What snapshot are you running on those? There was a carp sync issue quite a while ago but that has been fixed. You might want to try a snapshot from last Thurdsay or early on Friday. There were some CARP patches that went in on Friday afternoon that have caused some instability that hasn't yet been fixed, so avoid those at the moment.
fw1: 2.0-BETA5 (i386)
built on Fri Jan 21 19:22:57 EST 2011
fw2: 2.0-BETA5 (i386)
built on Fri Jan 21 19:22:57 EST 2011
These are pretty recent (Friday) Do you think I should update?
Not yet, wait for the next new snapshot. It has some CARP patches in it that even though they may not help this specific problem, if you get a build between yours and this one, it could panic at bootup.
Are snapshots from today onward ok?
It's supposed to be, but I saw a post from at least one other person that said they were still seeing a panic.
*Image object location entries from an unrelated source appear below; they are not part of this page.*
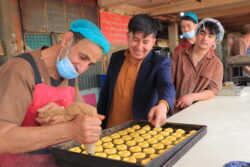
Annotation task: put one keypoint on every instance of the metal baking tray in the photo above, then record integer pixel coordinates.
(66, 158)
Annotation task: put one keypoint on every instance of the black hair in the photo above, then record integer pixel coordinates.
(144, 23)
(188, 19)
(211, 27)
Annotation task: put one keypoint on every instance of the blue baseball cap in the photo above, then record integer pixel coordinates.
(192, 15)
(90, 31)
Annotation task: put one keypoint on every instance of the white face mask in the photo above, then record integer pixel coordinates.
(64, 67)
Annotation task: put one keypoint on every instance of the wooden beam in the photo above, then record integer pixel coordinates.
(187, 6)
(226, 12)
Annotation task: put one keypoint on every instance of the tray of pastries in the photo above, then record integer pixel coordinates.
(132, 144)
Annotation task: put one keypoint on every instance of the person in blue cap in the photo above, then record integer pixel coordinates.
(42, 80)
(189, 22)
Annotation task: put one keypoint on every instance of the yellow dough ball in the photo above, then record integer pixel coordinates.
(115, 157)
(118, 141)
(144, 144)
(145, 161)
(115, 136)
(124, 153)
(135, 149)
(136, 127)
(146, 136)
(110, 151)
(103, 155)
(130, 159)
(121, 147)
(108, 145)
(106, 139)
(134, 134)
(76, 149)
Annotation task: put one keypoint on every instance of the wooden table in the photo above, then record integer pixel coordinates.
(228, 131)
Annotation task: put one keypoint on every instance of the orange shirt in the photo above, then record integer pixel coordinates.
(121, 105)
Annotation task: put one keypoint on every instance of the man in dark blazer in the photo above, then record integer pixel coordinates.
(138, 84)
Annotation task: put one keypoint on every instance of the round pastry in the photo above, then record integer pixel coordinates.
(171, 138)
(166, 142)
(106, 139)
(153, 156)
(145, 161)
(144, 144)
(98, 149)
(157, 129)
(134, 134)
(126, 138)
(163, 151)
(82, 147)
(115, 136)
(115, 157)
(164, 133)
(152, 141)
(110, 151)
(181, 131)
(177, 135)
(130, 143)
(103, 155)
(123, 133)
(130, 130)
(170, 146)
(139, 139)
(124, 153)
(146, 136)
(136, 127)
(121, 147)
(158, 147)
(108, 145)
(75, 149)
(192, 131)
(98, 143)
(85, 152)
(152, 132)
(118, 141)
(129, 159)
(149, 151)
(141, 132)
(139, 156)
(169, 130)
(146, 128)
(135, 149)
(159, 137)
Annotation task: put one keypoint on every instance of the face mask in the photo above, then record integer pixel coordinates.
(65, 68)
(189, 34)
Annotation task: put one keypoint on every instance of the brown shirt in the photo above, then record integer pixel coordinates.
(239, 47)
(121, 105)
(188, 78)
(17, 83)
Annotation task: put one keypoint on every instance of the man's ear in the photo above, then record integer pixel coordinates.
(66, 39)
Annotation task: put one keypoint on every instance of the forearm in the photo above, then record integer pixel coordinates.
(246, 69)
(204, 95)
(14, 139)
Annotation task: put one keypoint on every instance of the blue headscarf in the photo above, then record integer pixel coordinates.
(90, 31)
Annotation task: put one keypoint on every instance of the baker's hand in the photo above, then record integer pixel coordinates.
(50, 120)
(157, 116)
(87, 129)
(184, 101)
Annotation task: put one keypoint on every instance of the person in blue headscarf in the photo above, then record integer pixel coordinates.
(43, 80)
(189, 22)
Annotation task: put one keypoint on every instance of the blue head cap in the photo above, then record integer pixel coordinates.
(90, 31)
(192, 15)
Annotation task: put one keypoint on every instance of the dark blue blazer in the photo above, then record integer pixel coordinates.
(153, 84)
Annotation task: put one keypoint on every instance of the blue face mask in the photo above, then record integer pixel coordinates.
(65, 68)
(189, 34)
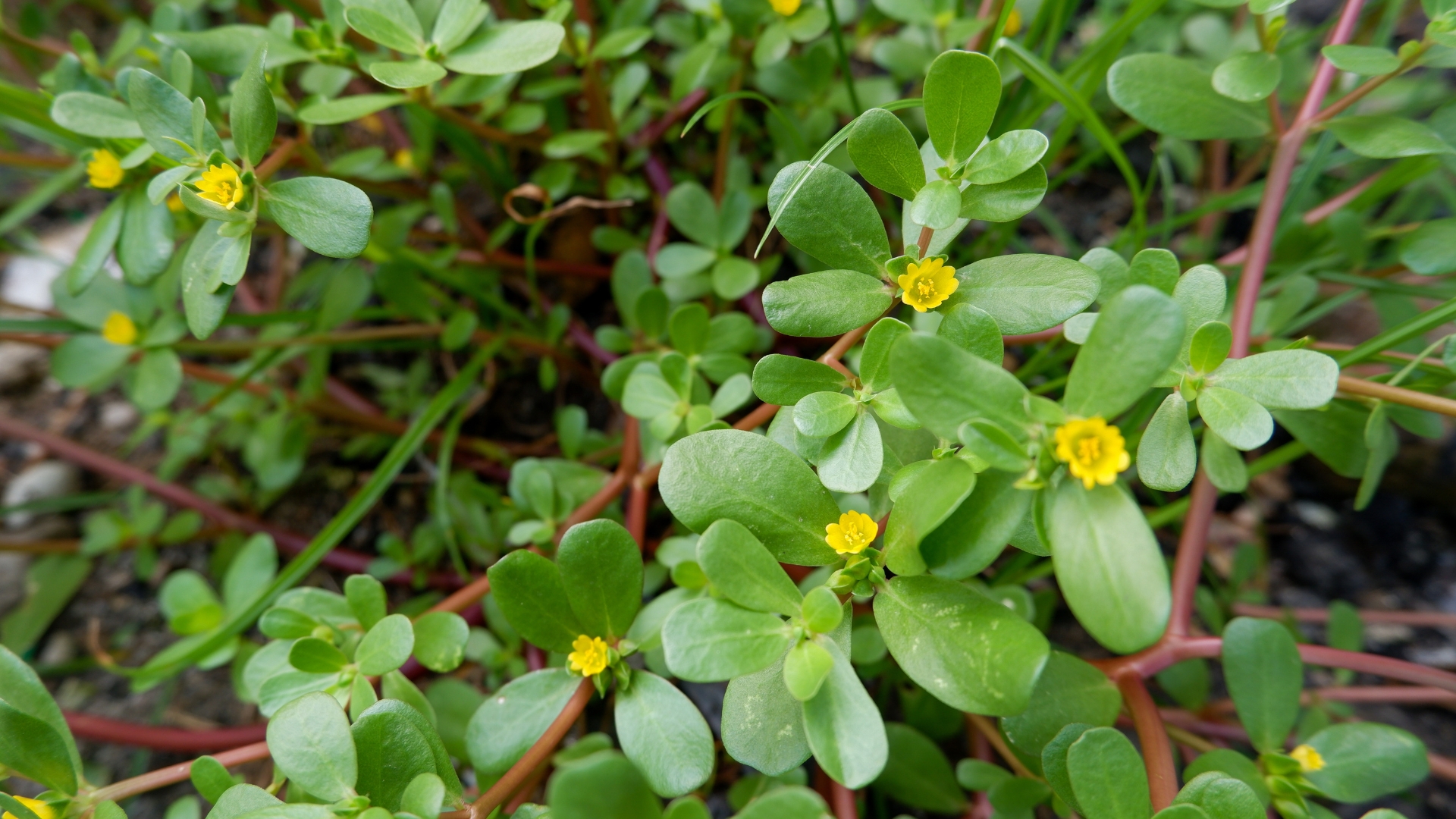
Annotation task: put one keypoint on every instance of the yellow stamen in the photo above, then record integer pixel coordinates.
(928, 284)
(120, 330)
(590, 656)
(1092, 450)
(854, 532)
(104, 169)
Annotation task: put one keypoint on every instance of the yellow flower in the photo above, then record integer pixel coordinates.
(928, 284)
(36, 805)
(221, 186)
(104, 169)
(118, 328)
(590, 656)
(1014, 22)
(1308, 758)
(852, 534)
(1092, 450)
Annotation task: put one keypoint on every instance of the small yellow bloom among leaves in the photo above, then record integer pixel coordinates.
(104, 169)
(118, 328)
(1092, 450)
(928, 284)
(854, 532)
(221, 186)
(1308, 758)
(36, 805)
(590, 656)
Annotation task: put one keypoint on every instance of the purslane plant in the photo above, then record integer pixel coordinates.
(883, 545)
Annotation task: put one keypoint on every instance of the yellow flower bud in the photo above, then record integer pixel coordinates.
(854, 532)
(104, 169)
(220, 184)
(590, 656)
(120, 328)
(1092, 450)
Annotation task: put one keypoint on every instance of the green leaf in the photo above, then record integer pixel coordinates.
(96, 246)
(855, 240)
(440, 640)
(664, 735)
(329, 216)
(1223, 464)
(403, 74)
(601, 570)
(711, 640)
(1005, 202)
(1027, 292)
(1382, 136)
(1068, 691)
(603, 786)
(210, 779)
(973, 330)
(1235, 417)
(367, 599)
(971, 653)
(1174, 96)
(1366, 761)
(886, 155)
(165, 115)
(253, 112)
(764, 723)
(424, 796)
(533, 599)
(1220, 795)
(977, 532)
(1234, 764)
(1367, 60)
(514, 717)
(226, 50)
(1166, 457)
(1264, 675)
(95, 115)
(386, 646)
(843, 725)
(928, 500)
(805, 668)
(1250, 76)
(1430, 249)
(745, 572)
(918, 773)
(397, 745)
(821, 414)
(1107, 776)
(852, 458)
(824, 303)
(507, 49)
(1283, 379)
(1109, 566)
(962, 93)
(88, 360)
(1136, 337)
(1006, 158)
(937, 206)
(146, 241)
(348, 108)
(755, 482)
(316, 656)
(946, 387)
(1156, 268)
(310, 742)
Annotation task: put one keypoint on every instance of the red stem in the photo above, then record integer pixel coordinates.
(1158, 754)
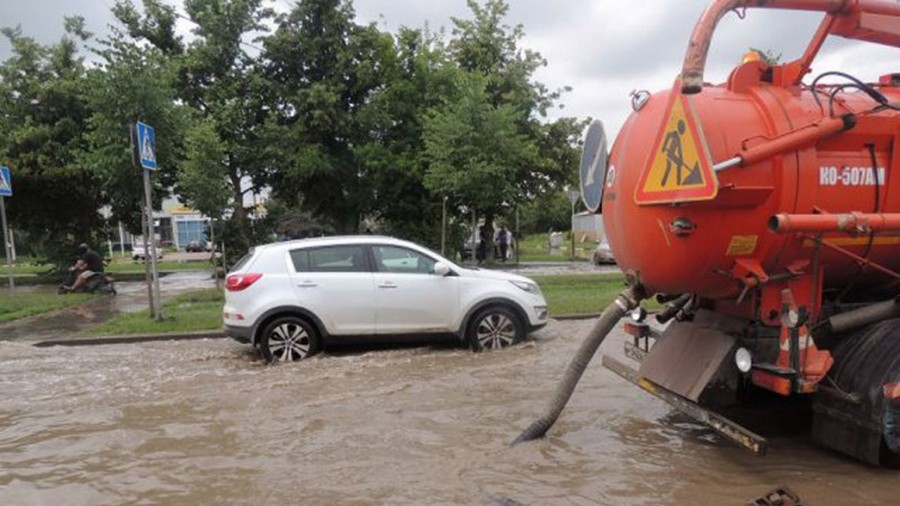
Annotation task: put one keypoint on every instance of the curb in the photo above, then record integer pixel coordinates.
(137, 338)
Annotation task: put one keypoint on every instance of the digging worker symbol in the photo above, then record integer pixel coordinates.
(675, 157)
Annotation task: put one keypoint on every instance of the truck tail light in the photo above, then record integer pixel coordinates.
(238, 282)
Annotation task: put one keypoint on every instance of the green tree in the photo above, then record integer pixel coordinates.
(420, 81)
(325, 72)
(43, 118)
(218, 78)
(475, 150)
(132, 82)
(547, 156)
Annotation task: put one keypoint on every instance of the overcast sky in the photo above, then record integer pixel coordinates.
(603, 49)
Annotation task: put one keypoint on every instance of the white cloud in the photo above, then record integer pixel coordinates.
(603, 49)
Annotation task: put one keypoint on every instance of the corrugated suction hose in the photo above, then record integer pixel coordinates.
(626, 301)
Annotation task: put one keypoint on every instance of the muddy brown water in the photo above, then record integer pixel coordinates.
(204, 422)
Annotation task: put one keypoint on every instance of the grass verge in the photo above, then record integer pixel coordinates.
(575, 294)
(569, 294)
(22, 305)
(188, 312)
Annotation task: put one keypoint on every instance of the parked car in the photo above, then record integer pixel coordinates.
(137, 252)
(289, 299)
(198, 246)
(603, 254)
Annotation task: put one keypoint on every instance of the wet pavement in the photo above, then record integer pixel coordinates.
(204, 422)
(133, 296)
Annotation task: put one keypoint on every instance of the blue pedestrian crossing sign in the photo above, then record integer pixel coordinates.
(146, 144)
(5, 182)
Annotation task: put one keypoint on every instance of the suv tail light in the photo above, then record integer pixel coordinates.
(238, 282)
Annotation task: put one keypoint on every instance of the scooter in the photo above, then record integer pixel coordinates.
(97, 283)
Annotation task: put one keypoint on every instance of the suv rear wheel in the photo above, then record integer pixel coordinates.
(493, 328)
(288, 339)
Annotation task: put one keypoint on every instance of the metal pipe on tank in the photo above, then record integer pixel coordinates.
(698, 46)
(857, 318)
(784, 223)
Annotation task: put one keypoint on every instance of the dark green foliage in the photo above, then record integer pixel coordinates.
(348, 127)
(326, 71)
(43, 115)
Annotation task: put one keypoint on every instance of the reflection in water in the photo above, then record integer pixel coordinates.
(132, 296)
(202, 422)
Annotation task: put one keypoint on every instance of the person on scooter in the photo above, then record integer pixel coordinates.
(89, 264)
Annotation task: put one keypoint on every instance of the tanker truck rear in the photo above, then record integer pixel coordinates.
(765, 212)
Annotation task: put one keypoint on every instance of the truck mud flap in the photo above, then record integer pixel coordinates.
(726, 428)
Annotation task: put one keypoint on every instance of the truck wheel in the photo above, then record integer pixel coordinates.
(493, 328)
(288, 339)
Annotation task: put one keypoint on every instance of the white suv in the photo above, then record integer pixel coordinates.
(288, 299)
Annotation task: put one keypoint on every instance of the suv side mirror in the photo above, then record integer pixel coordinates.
(441, 269)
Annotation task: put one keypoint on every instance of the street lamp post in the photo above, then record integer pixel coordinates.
(573, 195)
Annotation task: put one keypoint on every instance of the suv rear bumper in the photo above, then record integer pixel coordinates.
(532, 328)
(239, 334)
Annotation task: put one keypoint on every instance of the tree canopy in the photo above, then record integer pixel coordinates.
(336, 122)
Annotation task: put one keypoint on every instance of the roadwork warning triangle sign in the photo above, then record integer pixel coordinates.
(679, 168)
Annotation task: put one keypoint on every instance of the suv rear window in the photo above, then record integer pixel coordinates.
(244, 259)
(350, 258)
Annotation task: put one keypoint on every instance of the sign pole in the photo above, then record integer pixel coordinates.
(6, 244)
(143, 140)
(157, 307)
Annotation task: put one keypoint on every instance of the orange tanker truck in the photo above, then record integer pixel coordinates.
(765, 213)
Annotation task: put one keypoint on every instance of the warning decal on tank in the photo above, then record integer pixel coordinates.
(680, 169)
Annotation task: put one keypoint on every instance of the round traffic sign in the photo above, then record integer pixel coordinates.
(593, 166)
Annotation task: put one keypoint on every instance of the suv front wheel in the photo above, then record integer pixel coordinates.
(493, 328)
(288, 339)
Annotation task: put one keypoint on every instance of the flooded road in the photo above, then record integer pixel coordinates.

This problem still persists.
I have 7 VIP's and they switch over regularly between the master and the slave. In fact, the slave is master on most VIP's most of the time. As OP states, when the VIP's are not active on the same server there is no network connectivity between the VIP's on the master and the ones on the slave.
I see two solutions:
1: always switch over all VIP's
2: route the traffic between out-of-sync VIP's over the SYNC network
I'm running "2.0-RC1 (amd64) built on Thu Apr 7 21:38:24 EDT 2011" on both servers.
All VIPs should switch how things are right now. I haven't seen anyone else (with a proper setup) lately see CARP VIPs which are not all failing as a group.
There isn't a way to route traffic over the sync interface that way.
I just tried on my CARP VM pair and if I disconnect an interface on the master, all of the VIPs fail at once to the backup box.